Photos: Emily Shih/SCMP
The 3Rs - reduce, reuse and recycle - are popular in our city. But what about "upcycling"? It is a creative method to convert unwanted materials into useful products.

Our junior reporters recently attended a Creative Upcycling Workshop in Cyberport. They learned how to turn used lai see packets into lanterns ...


Guided by Wong Ka-ling, junior reporters found making objects from lai see packets was fun and rewarding.

Fold. Fold. Cut. Staple. Lai see lanterns are a fun and environmentally friendly way to reuse and recycle red packets. We made lanterns just by folding the corners and stapling the sides together to create symbolic shapes.

Although you are urged to be original, there are some basic guidelines. The simplest is to decide on the lantern's shape. Ideas range in difficulty, from simple windmills to more complicated goldfish. Then you have to decide how many red envelopes to use for your design.

Julie Shi



Teacher Wong Ka-ling shows how to turn used lai see packets into gorgeous paper lanterns.

Wong Ka-ling is a primary school teacher at Gaia school in Tuen Mun, who stimulates creativity in her students through her workshops.

"Hong Kong is a natural environment for upcycling," she says. "Living a consumer lifestyle means using things quickly and then getting rid of them. But when we make new things from used materials, we not only conserve, but also get to use our creativity.

"This is the way of nature. A tree drops its leaves on the ground and other plants use this as fertiliser."

I found making objects out of lai see packets was both fun and rewarding.

Claron Niu


"Upcycling helps stimulate our creativity," says Wong Ka-ling.

She told us a few examples of how children at her primary school show their creativity by upcycling waste. For example, students have converted materials from a broken umbrella into rain covers for school bags.

Wong's creative workshops make her happy. "The positive feedback from participants is rewarding," she says. "It's not a matter of how many people join my workshops, but whether they can bring about positive changes in each student's lifestyle."

Stanley Lam


Wong Ka-ling likes to come up with new ideas for upcycling.

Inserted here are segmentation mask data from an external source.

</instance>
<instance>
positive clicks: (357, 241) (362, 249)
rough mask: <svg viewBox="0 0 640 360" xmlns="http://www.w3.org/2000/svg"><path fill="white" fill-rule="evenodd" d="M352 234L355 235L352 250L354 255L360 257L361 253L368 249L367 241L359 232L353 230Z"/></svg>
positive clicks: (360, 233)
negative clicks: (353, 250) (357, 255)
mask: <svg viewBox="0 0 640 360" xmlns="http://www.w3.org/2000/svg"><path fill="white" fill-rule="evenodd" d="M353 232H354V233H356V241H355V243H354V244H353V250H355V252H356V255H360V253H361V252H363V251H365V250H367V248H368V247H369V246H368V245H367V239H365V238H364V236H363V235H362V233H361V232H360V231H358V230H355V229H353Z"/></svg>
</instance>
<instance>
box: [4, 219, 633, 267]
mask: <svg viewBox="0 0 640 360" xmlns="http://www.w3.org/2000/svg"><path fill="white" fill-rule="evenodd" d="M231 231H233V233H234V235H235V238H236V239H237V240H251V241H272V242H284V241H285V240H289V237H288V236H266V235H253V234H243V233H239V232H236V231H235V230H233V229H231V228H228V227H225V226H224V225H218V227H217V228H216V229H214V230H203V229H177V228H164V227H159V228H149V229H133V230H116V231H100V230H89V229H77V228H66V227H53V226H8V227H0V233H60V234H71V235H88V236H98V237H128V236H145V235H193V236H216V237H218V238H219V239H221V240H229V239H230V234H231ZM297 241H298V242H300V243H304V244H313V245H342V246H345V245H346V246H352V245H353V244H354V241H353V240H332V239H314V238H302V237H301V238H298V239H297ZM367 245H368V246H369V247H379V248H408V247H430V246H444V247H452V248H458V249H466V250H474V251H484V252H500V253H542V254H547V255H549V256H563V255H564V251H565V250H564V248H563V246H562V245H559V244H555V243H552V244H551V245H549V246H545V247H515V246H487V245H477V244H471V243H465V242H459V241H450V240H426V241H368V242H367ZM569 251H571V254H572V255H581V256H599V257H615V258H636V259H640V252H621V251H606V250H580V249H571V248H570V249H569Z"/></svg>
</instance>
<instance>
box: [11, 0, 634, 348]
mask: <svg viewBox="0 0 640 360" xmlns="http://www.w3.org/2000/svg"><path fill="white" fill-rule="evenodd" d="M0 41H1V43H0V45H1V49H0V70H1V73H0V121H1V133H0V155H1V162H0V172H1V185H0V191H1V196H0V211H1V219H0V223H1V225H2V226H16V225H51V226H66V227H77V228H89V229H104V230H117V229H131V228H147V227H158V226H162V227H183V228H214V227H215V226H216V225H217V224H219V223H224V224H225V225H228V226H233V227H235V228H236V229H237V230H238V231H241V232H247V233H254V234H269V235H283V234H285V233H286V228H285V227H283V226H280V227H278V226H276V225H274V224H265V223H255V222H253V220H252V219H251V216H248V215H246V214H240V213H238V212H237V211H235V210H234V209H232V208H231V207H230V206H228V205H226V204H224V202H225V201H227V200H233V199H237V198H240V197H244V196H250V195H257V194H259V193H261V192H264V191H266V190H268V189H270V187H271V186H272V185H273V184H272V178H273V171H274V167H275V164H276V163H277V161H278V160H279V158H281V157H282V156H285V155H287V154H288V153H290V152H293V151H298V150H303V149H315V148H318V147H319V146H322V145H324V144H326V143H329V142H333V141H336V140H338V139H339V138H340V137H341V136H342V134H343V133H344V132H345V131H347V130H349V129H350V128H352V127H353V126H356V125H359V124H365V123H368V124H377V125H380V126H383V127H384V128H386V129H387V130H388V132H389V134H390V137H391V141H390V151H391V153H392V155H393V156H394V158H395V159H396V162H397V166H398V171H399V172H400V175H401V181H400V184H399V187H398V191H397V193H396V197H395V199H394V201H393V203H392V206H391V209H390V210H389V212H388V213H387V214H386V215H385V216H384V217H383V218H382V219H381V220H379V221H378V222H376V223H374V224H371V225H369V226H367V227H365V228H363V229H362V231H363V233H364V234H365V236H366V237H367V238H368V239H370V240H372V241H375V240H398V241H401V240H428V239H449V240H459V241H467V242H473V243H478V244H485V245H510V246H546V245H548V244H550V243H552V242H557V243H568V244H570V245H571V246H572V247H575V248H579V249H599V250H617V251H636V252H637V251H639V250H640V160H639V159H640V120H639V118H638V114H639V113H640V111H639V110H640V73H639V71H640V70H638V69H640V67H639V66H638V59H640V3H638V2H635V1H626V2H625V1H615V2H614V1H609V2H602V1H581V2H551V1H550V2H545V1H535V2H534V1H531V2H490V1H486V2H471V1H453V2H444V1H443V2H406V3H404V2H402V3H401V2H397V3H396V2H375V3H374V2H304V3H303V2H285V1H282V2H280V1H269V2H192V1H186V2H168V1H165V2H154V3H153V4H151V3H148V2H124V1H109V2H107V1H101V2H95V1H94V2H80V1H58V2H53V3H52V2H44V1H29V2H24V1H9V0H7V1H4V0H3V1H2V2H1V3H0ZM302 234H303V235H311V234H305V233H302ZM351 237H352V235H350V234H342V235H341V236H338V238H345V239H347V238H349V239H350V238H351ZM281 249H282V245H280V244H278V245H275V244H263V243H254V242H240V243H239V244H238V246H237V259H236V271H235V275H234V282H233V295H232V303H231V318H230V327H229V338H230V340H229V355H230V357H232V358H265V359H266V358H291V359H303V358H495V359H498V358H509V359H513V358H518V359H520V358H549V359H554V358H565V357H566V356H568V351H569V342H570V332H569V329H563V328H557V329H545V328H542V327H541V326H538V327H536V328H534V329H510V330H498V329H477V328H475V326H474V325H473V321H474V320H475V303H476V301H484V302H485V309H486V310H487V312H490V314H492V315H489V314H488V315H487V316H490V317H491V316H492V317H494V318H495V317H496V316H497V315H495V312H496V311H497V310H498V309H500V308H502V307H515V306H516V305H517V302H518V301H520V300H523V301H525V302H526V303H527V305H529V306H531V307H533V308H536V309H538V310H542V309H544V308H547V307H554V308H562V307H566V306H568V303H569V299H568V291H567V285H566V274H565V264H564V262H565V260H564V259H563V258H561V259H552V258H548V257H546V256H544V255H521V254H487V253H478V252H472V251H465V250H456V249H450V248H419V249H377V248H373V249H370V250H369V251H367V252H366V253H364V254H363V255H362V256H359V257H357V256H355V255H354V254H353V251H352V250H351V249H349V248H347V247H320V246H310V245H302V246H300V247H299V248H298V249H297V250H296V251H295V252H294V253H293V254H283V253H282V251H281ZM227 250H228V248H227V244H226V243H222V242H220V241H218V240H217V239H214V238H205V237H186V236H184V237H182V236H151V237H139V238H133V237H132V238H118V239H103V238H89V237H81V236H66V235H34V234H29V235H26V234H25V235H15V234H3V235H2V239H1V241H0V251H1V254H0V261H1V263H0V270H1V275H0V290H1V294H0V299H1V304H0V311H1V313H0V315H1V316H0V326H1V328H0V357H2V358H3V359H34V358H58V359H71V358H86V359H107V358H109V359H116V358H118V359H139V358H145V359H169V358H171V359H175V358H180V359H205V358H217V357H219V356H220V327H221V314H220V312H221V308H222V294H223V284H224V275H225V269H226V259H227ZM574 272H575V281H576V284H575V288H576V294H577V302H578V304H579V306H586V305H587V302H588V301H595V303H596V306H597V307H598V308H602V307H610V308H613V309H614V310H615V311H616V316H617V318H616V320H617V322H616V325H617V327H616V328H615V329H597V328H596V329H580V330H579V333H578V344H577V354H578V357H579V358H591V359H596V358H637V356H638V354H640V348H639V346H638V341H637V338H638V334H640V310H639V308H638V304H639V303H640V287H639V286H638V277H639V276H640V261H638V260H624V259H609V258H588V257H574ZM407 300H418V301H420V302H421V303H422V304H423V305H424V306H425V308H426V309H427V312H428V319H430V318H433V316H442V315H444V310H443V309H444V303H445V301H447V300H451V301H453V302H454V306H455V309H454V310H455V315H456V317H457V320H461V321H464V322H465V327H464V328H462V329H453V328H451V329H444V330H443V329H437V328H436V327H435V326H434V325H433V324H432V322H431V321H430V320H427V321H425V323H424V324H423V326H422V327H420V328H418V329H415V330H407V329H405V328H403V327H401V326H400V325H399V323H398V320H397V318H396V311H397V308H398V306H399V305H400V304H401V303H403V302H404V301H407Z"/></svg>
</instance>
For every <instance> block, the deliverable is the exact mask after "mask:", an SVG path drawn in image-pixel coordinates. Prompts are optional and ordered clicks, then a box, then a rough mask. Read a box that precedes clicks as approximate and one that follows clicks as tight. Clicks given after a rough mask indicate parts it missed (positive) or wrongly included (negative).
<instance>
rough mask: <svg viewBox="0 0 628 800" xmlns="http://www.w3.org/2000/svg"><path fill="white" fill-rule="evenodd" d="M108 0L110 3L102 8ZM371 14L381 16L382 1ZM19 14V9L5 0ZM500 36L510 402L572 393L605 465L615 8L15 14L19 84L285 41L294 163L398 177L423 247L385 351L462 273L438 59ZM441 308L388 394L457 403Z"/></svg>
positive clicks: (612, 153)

At first, she had planned to work on plastic bottles; she wanted to put soil in them for growing plants.

Then Wong began thinking of different things that we would normally throw away and how we could use them to create art.

One idea is to turn lai see packets into paper lanterns. She wants children to learn that they can use different materials to create something else from scratch, instead of simply buying a manufactured product.

Sophie Cheung


I did not think I was good at art, and so chose to start by making a little fish and a small windmill. These were relatively less complicated than other designs. I still faced many problems, but Wong Ka-ling was there to help me. In the end, I managed to overcome all the obstacles and produce my own masterpieces.

Wong says it takes lots of trial and error to create new products. Her motto is "Never give up". I was inspired by her perseverance.